Dal Vangelo secondo Matteo
In quel tempo, Pietro si avvicinò a Gesù e gli disse: «Signore, se il mio fratello commette colpe contro di me, quante volte dovrò perdonargli? Fino a sette volte?». E Gesù gli rispose: «Non ti dico fino a sette volte, ma fino a settanta volte sette.
Per questo, il regno dei cieli è simile a un re che volle regolare i conti con i suoi servi. Aveva cominciato a regolare i conti, quando gli fu presentato un tale che gli doveva diecimila talenti. Poiché costui non era in grado di restituire, il padrone ordinò che fosse venduto lui con la moglie, i figli e quanto possedeva, e così saldasse il debito. Allora il servo, prostrato a terra, lo supplicava dicendo: “Abbi pazienza con me e ti restituirò ogni cosa”. Il padrone ebbe compassione di quel servo, lo lasciò andare e gli condonò il debito.
Appena uscito, quel servo trovò uno dei suoi compagni, che gli doveva cento denari. Lo prese per il collo e lo soffocava, dicendo: “Restituisci quello che devi!”. Il suo compagno, prostrato a terra, lo pregava dicendo: “Abbi pazienza con me e ti restituirò”. Ma egli non volle, andò e lo fece gettare in prigione, fino a che non avesse pagato il debito.

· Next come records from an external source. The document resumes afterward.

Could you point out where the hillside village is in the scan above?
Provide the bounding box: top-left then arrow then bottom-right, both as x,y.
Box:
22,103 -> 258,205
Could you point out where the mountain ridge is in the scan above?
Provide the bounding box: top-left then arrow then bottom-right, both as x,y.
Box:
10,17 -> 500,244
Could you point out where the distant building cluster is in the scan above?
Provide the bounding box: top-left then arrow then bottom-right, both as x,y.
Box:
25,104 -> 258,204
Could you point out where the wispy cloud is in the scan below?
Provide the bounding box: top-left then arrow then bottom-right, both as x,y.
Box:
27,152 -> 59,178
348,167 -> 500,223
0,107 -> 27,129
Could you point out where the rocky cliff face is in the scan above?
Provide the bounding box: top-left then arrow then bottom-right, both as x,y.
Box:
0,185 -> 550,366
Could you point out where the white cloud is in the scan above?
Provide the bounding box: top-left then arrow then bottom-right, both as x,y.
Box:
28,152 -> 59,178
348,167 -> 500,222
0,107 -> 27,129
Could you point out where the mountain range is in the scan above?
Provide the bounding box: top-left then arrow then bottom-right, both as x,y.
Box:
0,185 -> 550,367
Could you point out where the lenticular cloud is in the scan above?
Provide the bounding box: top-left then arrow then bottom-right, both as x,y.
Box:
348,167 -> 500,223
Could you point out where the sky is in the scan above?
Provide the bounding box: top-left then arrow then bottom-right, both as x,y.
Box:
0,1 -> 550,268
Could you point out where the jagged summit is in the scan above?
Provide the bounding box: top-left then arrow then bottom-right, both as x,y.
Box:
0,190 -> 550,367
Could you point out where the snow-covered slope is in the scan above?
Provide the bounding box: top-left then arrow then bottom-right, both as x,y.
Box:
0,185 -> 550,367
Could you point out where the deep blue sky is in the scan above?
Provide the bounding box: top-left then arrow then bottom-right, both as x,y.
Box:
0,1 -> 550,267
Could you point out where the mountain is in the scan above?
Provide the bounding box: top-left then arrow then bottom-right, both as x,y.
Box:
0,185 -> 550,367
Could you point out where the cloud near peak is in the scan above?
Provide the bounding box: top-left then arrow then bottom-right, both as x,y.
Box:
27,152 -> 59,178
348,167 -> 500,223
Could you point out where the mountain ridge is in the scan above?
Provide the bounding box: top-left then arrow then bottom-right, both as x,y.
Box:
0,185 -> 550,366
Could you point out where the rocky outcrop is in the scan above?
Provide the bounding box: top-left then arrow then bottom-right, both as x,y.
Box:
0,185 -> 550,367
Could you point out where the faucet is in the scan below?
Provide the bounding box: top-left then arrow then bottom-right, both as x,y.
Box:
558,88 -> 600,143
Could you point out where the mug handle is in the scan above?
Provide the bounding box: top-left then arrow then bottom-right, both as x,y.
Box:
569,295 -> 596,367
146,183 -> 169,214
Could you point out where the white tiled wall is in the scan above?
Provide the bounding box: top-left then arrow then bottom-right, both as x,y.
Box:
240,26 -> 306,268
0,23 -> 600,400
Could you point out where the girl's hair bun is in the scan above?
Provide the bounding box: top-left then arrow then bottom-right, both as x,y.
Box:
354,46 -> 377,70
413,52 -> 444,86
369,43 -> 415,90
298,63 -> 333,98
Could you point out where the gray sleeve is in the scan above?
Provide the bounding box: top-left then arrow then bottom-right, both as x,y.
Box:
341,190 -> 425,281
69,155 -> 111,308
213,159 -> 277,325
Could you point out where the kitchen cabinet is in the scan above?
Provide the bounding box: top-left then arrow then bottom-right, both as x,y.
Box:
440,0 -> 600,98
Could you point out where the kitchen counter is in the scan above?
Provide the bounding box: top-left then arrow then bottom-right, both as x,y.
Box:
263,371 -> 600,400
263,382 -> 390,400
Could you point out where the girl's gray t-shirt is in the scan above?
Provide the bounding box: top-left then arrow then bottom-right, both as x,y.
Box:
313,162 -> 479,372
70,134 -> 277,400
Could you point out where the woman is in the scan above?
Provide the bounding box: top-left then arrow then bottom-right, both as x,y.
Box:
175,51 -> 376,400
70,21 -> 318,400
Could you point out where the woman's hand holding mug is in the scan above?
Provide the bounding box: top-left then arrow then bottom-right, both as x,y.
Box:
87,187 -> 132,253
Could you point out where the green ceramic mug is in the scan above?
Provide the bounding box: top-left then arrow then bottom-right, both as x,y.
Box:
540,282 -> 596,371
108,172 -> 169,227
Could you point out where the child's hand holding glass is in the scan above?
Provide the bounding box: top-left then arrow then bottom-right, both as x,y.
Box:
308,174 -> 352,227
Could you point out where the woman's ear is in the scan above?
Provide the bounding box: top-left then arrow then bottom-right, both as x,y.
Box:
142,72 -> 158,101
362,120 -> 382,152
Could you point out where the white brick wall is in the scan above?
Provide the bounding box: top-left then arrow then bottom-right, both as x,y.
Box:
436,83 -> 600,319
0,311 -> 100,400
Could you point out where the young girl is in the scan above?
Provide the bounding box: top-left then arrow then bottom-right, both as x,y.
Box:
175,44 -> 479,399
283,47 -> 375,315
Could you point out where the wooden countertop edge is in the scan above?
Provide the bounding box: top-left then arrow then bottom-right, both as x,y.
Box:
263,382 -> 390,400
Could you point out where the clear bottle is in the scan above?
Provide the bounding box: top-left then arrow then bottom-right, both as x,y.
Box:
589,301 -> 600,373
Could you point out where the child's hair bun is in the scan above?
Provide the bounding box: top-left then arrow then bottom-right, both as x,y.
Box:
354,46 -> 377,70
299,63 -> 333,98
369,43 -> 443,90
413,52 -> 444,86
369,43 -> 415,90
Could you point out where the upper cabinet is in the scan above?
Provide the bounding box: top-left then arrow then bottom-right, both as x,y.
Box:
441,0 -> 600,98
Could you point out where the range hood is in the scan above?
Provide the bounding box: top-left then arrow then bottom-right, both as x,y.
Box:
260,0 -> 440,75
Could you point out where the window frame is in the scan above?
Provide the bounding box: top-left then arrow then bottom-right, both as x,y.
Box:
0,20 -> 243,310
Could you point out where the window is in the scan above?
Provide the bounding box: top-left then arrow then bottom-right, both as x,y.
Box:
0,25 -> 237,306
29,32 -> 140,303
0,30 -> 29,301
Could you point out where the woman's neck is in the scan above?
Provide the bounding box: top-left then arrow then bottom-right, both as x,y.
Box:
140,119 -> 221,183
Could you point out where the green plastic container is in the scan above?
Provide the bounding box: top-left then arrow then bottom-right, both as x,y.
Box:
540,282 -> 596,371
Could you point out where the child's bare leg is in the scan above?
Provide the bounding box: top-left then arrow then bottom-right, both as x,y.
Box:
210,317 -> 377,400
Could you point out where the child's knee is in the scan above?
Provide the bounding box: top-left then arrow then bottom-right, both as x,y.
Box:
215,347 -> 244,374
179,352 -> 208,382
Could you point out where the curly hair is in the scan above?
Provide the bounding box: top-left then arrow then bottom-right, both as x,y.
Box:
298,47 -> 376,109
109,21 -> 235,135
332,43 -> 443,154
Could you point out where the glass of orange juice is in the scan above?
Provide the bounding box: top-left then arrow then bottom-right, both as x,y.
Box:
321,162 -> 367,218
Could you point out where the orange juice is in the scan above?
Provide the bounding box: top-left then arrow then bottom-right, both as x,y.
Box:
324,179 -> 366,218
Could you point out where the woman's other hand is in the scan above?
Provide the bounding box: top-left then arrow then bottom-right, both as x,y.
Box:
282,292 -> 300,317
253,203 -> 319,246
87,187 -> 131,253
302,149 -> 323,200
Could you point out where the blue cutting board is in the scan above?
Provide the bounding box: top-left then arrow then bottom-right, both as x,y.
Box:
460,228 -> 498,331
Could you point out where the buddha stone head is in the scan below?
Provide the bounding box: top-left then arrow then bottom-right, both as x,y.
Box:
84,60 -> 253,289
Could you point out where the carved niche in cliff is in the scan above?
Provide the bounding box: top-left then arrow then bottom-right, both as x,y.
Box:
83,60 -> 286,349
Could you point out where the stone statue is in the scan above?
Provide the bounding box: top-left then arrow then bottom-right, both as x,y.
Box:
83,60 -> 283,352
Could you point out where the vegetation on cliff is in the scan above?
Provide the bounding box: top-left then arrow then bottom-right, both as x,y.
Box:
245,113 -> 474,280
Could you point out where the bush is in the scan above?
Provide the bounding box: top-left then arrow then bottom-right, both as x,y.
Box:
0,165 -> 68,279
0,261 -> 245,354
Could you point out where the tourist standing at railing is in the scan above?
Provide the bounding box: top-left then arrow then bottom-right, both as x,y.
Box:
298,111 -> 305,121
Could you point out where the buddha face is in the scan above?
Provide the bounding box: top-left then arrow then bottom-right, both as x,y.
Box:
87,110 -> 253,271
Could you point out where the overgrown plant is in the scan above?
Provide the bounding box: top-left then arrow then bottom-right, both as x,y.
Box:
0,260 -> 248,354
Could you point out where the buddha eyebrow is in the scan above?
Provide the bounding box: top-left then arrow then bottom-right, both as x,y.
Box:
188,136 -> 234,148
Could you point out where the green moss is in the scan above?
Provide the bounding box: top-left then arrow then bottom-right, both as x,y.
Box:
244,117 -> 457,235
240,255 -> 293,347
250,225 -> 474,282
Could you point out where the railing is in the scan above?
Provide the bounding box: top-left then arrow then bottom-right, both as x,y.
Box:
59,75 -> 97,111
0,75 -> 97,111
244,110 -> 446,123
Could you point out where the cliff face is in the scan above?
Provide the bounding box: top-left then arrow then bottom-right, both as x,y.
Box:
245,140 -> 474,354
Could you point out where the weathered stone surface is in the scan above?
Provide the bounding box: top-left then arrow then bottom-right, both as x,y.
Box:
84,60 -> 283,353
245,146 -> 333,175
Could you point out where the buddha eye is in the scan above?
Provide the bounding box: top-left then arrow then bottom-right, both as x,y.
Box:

Visto quello che accadeva, i suoi compagni furono molto dispiaciuti e andarono a riferire al loro padrone tutto l’accaduto. Allora il padrone fece chiamare quell’uomo e gli disse: “Servo malvagio, io ti ho condonato tutto quel debito perché tu mi hai pregato. Non dovevi anche tu aver pietà del tuo compagno, così come io ho avuto pietà di te?”. Sdegnato, il padrone lo diede in mano agli aguzzini, finché non avesse restituito tutto il dovuto.
Così anche il Padre mio celeste farà con voi se non perdonerete di cuore, ciascuno al proprio fratello».
La risposta “forte” di Gesù alla domanda di Pietro è rafforzata da una parabola che, legando il Regno in maniera inseparabile alla prassi del perdono fraterno, mette al centro della vita della persona e della comunità la misericordia. La comunità è coesa e unita se ogni membro sa trasformare i propri limiti assieme ai limiti di ogni altro componente come luogo di comunione e questa comunione è inscindibile dalla prassi del perdono reciproco. Il passo evangelico poi fa comprendere che il perdono verso gli altri ci mette in sintonia col Padre e con la sua misericordia. Gesù ci dice che bisogna perdonare e che si può essere perdonati: non c’è limite al perdono, né a causa della reiterazione del peccato né per la sua gravità. Il passo evangelico conferma tutto questo richiedendo al cristiano una capacità a perdonare quasi incompatibile con la natura dell’uomo. Ma il Signore “avrà compassione” dei nostri limiti come il Re della parabola verso il servo, a condizione che anche da parte nostra si entri in un analogo atteggiamento di misericordia. Questa conversione personale al perdono abbisogna dell’aiuto di Dio. Il “Padre nostro” che abbiamo ereditato da Gesù in persona è la conferma di quanto sia necessario invocare un aiuto per vincere la nostra debolezza.
Aiutami, Signore, a perdonare; aiuta chi mi sta vicino a perdonare le mie mancanze, ma soprattutto perdona tu i miei peccati e fammi capire che il peccato mi allontana da te e da coloro che mi sono vicini.